这年月,同僚之间往往如街坊邻里,言谈间少有边界。
凌云志的手微微一顿,“我女儿今年都已经十一岁。”
她停顿了几秒,声音低了几分,“家妻……故去多年了。”
死亡在这个时代太过寻常众人唏嘘几声,话题很快绕向了别处。
……
没过多久,居然有人有意无意想给凌云志做媒,“你一个男人拉扯女儿,总归是不容易,不如我给你介绍一位的姑娘?”

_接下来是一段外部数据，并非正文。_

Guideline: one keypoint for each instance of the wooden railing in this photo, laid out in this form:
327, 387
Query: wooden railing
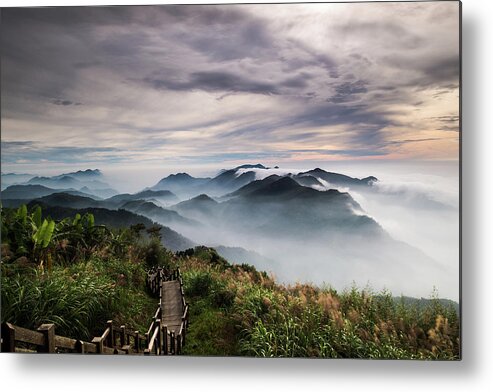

凌云志婉拒数次,甚至坦然言明“此生不再续娶”,亦不掺和站队各路人情门户。
渐渐地,有人心中暗生恼意,逐渐排挤和打压。
……
王驸马的腿终究落下了残疾,走起路来一瘸一拐的,身形总带着几分倾斜。
偏偏长宁公主近日兴致好,非要他陪着上街闲逛。
长街喧闹。
公主正瞧着一家摊子的竹编小兔子,王驸马百无聊赖地侧过身,整个人突然顿住了。
斜前方,凌云志牵着一个约莫十来岁的小姑娘,两人照面,凌云志当即行礼,“见过公主,见过驸马。”
身侧的小女孩学着凌云志的模样,规规矩矩行礼。
王驸马的目光却死死盯在了那孩子的脸上。
为什么这女孩的脸,竟与他记忆里的女儿王小月……一模一样?!
他暗自攥紧了袖口,告诉自己,不过是巧合罢了,小月和顾六郎女儿理应是表姐妹。
表姐妹长得像,也是常事。
女孩却在此时,抬起眼与他对视。
只一瞬见,她便像受惊般迅速低下头,小手悄悄攥紧了身旁大人的衣角。
那分明是心虚躲闪的模样!
王驸马呼吸一滞。
长宁公主自从妾室丹青怀孕之后,逐渐像个母亲靠拢,心思越发柔软,见了孩童便心生喜欢,“叫什么名字?”“今年几岁了?”之类的问题。
小女孩说,“公主姐姐,我叫顾月,今年十一岁了。”
她名字里也带月?王驸马忍不住冷汗直流,天下哪有那么巧的事。
长宁公主上前摸了摸小女孩乌黑亮丽的辫子,夸道:“长得真可爱。”
王驸马在女孩侧身的时候,瞥见女孩的后颈处有一块指甲盖大小的疤痕。
这块疤痕,和他女儿的疤痕一模一样。
事上哪有那么巧的事?
王驸马脑海里闪过很多市井杂书,他甚至脑补出来前因后果。